Online-Dater agieren häufig unvorsichtig

Erschreckend:
Online Dater agieren häufig unvorsichtig

Veröffentlicht am 25. November 2009

Dietfurt (ots) - Wie gut kennt man einen Flirtpartner aus dem Internet? Anscheinend gut genug, um ihn direkt in die eigenen vier Wände einzuladen oder zuhause zu besuchen, glauben viele Nutzer von Singlebörsen.

Bei einer europaweiten Umfrage, die im September und Oktober 2009 unter 755 Teilnehmern auf www.singleboersen-vergleich.at durchgeführt wurde, kam heraus, dass schon 63% sich über das Internet zu ein oder mehreren Blinddates verabredet hatten. Am liebsten treffen sich die Österreicher in Cafés oder Restaurants (52%) oder verabreden sich zu kulturellen (2%) oder sportlichen (7%) Aktivitäten. 31% sind allerdings so leichtsinnig und wählen fürs erste Date Privaträume.
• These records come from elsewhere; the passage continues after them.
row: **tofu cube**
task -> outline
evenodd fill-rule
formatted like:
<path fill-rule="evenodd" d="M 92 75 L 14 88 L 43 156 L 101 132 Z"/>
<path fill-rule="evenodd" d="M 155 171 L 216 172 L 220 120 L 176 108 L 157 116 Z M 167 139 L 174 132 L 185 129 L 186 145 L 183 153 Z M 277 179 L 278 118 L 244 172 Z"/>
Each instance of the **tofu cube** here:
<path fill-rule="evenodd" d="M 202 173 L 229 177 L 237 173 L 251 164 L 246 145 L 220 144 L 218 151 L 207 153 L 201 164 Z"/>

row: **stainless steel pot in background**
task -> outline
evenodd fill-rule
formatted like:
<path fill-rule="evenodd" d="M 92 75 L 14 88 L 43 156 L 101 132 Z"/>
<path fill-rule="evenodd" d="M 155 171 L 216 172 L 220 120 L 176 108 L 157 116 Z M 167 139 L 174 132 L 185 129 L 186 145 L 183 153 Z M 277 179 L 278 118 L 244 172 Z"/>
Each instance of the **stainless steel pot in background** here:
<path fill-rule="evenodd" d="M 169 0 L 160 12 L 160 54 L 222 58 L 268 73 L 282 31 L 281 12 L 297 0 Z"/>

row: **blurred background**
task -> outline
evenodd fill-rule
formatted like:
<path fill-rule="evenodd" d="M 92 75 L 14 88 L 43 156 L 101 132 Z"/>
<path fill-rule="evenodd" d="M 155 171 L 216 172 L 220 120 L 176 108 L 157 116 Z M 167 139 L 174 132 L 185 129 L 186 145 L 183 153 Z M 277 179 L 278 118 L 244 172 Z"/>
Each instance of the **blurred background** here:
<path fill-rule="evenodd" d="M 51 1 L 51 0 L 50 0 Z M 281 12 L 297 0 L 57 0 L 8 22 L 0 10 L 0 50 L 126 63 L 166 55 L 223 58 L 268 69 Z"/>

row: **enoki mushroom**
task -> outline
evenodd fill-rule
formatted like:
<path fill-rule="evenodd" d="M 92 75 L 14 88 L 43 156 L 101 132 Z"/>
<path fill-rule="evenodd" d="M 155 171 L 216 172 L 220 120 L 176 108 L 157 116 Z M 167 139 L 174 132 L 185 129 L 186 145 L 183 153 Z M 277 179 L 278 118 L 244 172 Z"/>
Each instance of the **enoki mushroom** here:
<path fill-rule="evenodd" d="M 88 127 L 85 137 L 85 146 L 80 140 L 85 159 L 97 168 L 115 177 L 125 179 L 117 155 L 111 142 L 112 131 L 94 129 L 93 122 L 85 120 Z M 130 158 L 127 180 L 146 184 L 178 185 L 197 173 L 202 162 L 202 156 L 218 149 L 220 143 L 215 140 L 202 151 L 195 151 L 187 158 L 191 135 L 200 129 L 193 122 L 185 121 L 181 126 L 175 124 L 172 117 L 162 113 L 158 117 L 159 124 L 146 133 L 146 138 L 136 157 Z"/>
Österreicher sind besonders risikofreudig

In Europa sind die Österreicher mit Abstand am leichtsinnigsten - gefolgt von den Niederländern (29%) und den Deutschen (24%). Spanier und Italiener (je 14%) hingegen meiden die eigenen vier Wände

"Die große Naivität hat uns überrascht ", so Pressesprecher Daniel Baltzer. "Dabei müssten doch insbesondere Frauen befürchten, dass sich der einfühlsame Sunnyboy aus dem Chat schnell in einen Stalker, Trickdieb oder Vergewaltiger verwandelt - und dann wieder in der Anonymität des Internet verschwindet." Die Privatwohnung kann schnell zur Falle werden, wenn die Tür erstmal geschlossen wurde.

Bei aller Vorfreude auf das erste Date sollte man die Sicherheit nicht vernachlässigen. Baltzer: "Wählen Sie einen öffentlichen Ort, bleiben Sie per Handy mit einer Vertrauensperson in Kontakt und lassen Sie sich zu nichts überreden, was Sie nicht möchten!